La ministra, relata César Antón, se limitó «a despachar el encuentro con una mera recopilación de los servicios que se presta en todo el Sistema Nacional de Salud». Sin novedades. La actual norma en vigor desde 1996 no ha tenido aportaciones en la redacción del nuevo documento, dado que en el anterior encuentro celebrado en Logroño se había rechazado incluir la operación de cambio de sexo, que solo presta Andalucía, al entender las comunidades que era insuficiente y al no entrar a negociarse otros servicios como el bucodental que Castilla y León presta a sus asegurados.

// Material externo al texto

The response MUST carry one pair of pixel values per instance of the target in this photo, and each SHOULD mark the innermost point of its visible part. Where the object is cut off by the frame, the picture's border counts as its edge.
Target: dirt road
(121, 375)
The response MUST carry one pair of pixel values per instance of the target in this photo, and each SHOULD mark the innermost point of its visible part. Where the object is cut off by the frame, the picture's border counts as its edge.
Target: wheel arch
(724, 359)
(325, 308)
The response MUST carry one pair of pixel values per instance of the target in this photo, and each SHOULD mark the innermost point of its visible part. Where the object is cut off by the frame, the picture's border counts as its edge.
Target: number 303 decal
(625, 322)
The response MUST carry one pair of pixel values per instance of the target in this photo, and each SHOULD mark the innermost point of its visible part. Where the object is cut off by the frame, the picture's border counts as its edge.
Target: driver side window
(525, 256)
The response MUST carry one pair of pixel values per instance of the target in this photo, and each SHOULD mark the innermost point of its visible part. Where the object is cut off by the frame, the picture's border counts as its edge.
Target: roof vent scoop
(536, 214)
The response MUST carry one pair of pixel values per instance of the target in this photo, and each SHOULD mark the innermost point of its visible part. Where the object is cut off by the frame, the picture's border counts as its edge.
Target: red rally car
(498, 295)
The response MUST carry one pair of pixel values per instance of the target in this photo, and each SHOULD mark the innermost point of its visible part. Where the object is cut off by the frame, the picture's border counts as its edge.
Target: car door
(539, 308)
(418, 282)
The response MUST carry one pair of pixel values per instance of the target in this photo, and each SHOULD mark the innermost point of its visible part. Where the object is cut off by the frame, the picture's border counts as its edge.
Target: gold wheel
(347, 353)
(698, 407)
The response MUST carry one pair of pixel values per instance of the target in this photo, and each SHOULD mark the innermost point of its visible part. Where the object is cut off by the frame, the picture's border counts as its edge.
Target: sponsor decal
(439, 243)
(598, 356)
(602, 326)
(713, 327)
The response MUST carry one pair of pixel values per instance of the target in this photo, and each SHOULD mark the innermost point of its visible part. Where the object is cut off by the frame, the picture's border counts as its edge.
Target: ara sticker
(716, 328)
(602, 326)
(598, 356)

El consejero de Sanidad de Castilla y León criticó duramente que «ni tan siquiera se haya establecido un calendario de debate para avanzar en posibles incrementos de las prestaciones, modificaciones o retiradas, aplicación de avances tecnológicos y algo tan importante como la financiación de los nuevos servicios». «No solo no se entró en debate -lamenta- sino que no se establecieron fechas para iniciarlo». La ministra, explica César Antón, solamente aceptó «que se trabajara en el debate, realizáramos estudios, trabajos técnicos... cuando debemos ser los máximos responsables los que decidamos qué queremos que se haga e indicar el camino». El consejero, que defendió la importancia del consenso en este aspecto, recordó que en la conferencia de presidentes celebrada en septiembre se había adquirido el compromiso de que a los seis meses se elaboraría la cartera de servicios, algo incumplido.
Tampoco se ha podido abordar en este encuentro el funcionamiento de los servicios de referencia, cómo financiarlos y qué procedimientos seguir. «En una década no se ha avanzado nada», concluyó.